Written with Shorter's full cooperation and involvement, Footprints: The Life and Music of Wayne Shorter (Tarcher/Penguin paperback, March 1, 2007,) by Michelle Mercer, traces the musician's artistic and spiritual journeys. This biography, the first written on Shorter, provides rare insight into this eccentric fixture in the jazz scene, whose strange demeanor and love of comic books earned him the nickname “Mr. Weird.” The saxophonist and composer Wayne Shorter has done much more than leave his footprints on our musical terrain. He has created a body of work that stands as a monument to artistic imagination. Throughout the extraordinary trajectory of his fifty-year career, Shorter's compositions have helped define the sounds of each distinct era in the history of jazz.

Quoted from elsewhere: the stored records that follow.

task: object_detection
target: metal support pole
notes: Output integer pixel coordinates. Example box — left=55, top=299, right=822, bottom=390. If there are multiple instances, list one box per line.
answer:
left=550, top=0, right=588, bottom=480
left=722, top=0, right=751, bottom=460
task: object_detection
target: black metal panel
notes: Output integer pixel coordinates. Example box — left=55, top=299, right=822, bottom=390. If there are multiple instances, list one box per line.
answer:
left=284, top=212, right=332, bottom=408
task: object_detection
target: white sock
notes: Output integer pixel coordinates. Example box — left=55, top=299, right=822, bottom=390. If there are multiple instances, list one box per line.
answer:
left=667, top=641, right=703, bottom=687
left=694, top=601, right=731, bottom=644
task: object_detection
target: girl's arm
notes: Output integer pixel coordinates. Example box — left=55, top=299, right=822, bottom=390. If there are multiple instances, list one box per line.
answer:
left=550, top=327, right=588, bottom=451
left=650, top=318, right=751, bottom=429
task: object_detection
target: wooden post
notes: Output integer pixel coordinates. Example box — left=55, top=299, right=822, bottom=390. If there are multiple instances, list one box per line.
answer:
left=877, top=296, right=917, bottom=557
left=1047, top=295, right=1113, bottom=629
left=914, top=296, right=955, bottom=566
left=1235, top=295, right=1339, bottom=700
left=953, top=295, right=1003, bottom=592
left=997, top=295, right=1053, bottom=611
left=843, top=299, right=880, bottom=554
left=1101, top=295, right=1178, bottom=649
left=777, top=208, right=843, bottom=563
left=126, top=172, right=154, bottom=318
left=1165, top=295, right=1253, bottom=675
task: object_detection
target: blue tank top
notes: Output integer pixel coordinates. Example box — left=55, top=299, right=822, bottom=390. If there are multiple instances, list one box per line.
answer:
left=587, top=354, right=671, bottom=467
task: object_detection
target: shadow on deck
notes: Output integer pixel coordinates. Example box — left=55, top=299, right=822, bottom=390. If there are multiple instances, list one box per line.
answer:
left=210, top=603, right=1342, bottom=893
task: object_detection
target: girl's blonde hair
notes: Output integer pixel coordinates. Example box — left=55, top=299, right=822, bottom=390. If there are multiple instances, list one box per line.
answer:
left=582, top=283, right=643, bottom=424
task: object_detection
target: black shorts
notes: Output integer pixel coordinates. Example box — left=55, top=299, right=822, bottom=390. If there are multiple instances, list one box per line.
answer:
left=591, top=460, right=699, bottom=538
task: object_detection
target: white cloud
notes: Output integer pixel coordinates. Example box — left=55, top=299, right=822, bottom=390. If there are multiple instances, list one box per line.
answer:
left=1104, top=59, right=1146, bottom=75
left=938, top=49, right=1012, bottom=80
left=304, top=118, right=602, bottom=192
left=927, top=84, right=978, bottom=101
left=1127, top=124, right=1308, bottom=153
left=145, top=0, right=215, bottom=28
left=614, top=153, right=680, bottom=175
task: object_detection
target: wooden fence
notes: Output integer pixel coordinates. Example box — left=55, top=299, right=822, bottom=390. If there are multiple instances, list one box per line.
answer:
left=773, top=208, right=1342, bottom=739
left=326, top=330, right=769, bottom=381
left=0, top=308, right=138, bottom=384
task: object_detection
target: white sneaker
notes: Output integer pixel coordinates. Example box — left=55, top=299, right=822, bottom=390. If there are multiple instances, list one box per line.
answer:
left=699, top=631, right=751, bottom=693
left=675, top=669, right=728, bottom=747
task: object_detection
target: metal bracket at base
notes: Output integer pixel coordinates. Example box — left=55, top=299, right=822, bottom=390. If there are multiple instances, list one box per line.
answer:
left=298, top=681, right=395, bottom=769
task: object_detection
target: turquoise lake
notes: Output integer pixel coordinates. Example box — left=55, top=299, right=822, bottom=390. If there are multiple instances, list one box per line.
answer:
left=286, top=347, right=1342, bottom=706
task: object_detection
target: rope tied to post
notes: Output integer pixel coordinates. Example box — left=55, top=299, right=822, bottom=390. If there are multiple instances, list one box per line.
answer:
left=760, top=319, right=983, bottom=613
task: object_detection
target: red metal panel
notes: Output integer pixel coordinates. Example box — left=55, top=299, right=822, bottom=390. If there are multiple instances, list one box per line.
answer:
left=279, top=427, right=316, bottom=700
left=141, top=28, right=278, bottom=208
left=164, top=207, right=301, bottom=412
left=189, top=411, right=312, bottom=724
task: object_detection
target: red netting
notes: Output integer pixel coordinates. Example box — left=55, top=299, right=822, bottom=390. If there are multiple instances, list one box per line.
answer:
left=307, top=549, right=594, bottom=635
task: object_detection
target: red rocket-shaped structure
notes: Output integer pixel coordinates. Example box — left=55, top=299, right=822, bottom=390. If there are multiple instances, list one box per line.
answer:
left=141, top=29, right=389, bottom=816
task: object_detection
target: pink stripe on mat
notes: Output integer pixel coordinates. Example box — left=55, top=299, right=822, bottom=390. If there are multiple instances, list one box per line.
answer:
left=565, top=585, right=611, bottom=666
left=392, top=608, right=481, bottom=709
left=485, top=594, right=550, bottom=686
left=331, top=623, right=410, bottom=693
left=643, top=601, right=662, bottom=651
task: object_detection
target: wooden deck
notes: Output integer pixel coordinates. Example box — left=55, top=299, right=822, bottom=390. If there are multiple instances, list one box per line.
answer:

In addition, Shorter is a deeply spiritual man, a Buddhist whose practice is the key to his life and work. As his fellow musical great Herbie Hancock puts it: “Wayne Shorter has evolved as a human being to a point where he can synthesize all the history of jazz into a very special, very alive musical expression. Nobody else can do that now.”

In many ways, Shorter's story is the story of modern American music. Born in Newark, New Jersey, in 1933, he learned bebop as a teenager in cutting contests with Sonny Stitt and Sonny Rollins. In the 1950s, he graduated to some “hard-drinking, hard-bop years” with Art Blakey's Jazz Messengers, and gained a cosmopolitan perspective from his world travels as an ambassador of jazz with the group. He became, as Miles Davis put it, the “intellectual musical catalyst” for Davis's famous 1960s quintet and then followed the trumpeter on his electric excursions. In the 1970s, Shorter and Joe Zawinul pioneered fusion in Weather Report; it was at this time that Shorter began his transformative practice of Buddhism. Into the 1980s and 1990s, his charismatic solos graced pop tunes such as Steely Dan's “Aja” and recordings by Joni Mitchell and Carlos Santana. After the tragic loss of his wife on TWA flight 800 in 1996, Shorter emerged triumphant as the leader of the Wayne Shorter Quartet, a group critics have compared to Coltrane's classic quartet and Davis's groundbreaking quintet.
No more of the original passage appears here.